A comparison was made on the use of two spectrophotometric methods, the ferric reducing antioxidant power (FRAP) method and the 2,2′‐azinobis‐3‐ethylbenzotiazoline‐6‐sulfonic acid (ABTS) method, for the measurement of the total antioxidant capacity (TAC) of plant foods. The correlations of TAC measured by the two methods were highly significant in both water‐soluble (r ² = 0.90) and water‐insoluble extracts (r ² = 0.98) from 13 strawberry samples. Also a corresponding comparison of TAC in extracts from 14 plant species showed high correlation coefficients, r ² = 0.98 for water‐soluble extracts and r ² = 0.88 for water‐insoluble extracts. The ratio of TAC values obtained with the two methods (ABTS/FRAP) varied between 0.7 and 3.3 for different plant extracts indicating that they contained antioxidants with varying reactivity in the two methods. TACs in six pure antioxidant substances were ranked in the following order by both methods: quercetin > ferulic acid > catechin > rutin > caffeic acid > Trolox = chlorogenic acid. The two methods showed similar TAC values for quercetin, rutin, caffeic acid and chlorogenic acid while ferulic acid and catechin gave higher results with the ABTS method than with the FRAP method, and such differences probably explain the varying ratios of ABTS/FRAP obtained in foods.

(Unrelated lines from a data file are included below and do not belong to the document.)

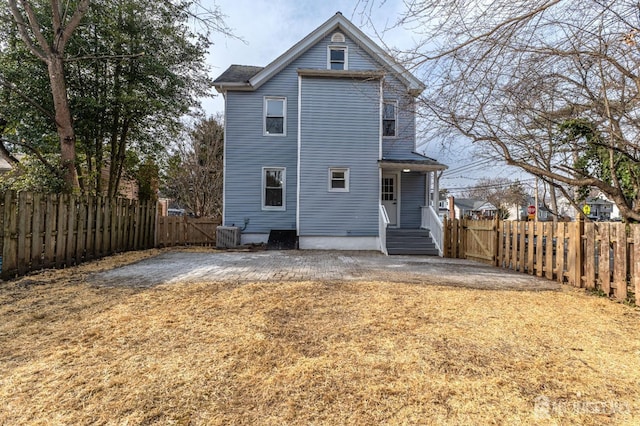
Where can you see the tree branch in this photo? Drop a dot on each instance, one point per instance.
(24, 35)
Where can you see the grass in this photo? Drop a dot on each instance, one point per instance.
(72, 352)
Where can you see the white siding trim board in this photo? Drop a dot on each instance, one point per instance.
(340, 243)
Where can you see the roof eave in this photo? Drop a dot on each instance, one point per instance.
(222, 87)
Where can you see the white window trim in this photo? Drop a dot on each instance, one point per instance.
(263, 189)
(345, 170)
(338, 47)
(395, 112)
(264, 115)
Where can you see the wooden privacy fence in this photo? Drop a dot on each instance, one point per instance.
(184, 230)
(44, 231)
(603, 256)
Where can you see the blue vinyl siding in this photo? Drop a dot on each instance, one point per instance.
(340, 128)
(412, 196)
(248, 151)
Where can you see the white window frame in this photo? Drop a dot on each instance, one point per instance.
(344, 170)
(284, 118)
(395, 118)
(283, 207)
(346, 55)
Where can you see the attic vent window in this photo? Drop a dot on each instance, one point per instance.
(337, 38)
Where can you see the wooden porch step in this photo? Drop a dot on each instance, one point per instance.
(410, 242)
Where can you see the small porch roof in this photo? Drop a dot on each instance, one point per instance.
(413, 161)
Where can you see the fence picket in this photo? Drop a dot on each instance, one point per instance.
(560, 251)
(42, 231)
(620, 261)
(548, 261)
(603, 256)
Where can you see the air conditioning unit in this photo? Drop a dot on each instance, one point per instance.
(227, 237)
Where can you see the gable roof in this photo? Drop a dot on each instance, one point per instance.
(412, 161)
(232, 76)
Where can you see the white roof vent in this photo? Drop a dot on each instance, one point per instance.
(337, 38)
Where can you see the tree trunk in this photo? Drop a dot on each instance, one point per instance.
(64, 123)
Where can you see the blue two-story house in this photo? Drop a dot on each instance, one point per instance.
(322, 142)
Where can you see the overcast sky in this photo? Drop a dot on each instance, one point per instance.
(269, 28)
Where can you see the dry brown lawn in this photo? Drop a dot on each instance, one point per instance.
(311, 353)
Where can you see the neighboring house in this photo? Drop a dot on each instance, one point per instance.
(519, 212)
(600, 207)
(322, 137)
(472, 208)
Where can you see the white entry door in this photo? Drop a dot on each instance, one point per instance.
(389, 196)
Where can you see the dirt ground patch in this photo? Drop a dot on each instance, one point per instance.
(354, 352)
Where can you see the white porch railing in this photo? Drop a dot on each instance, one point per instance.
(432, 222)
(382, 231)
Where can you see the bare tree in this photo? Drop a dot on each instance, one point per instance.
(550, 86)
(194, 178)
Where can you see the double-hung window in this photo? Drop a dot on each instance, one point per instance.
(337, 58)
(338, 179)
(275, 116)
(274, 181)
(389, 118)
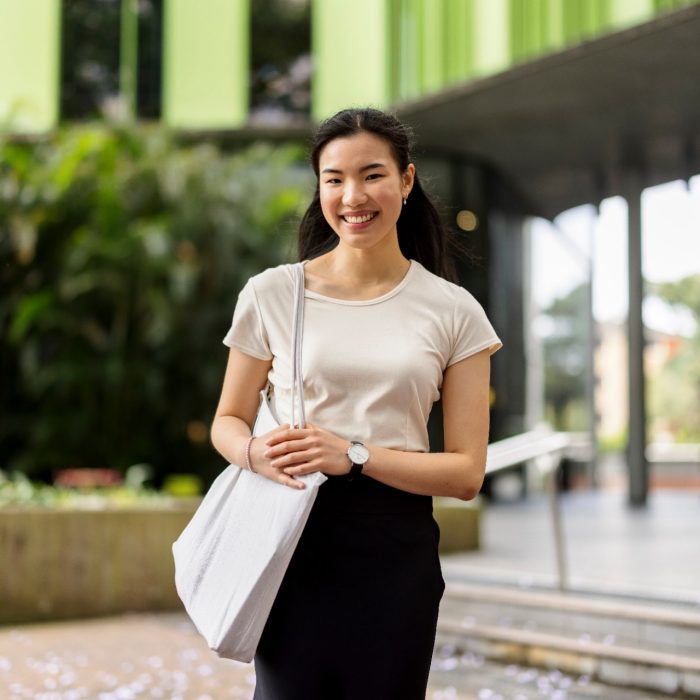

Regarding storage TAC in water‐soluble strawberry extracts stored at –20 or –80°C was stable for at least five months while storage at 4°C decreased the TAC value with 40% during five weeks of storage. The study showed that both the ABTS and FRAP methods can be used for convenient monitoring of the antioxidant capacities in fruit and vegetables, and that different antioxidants had varying reactivity in the two methods.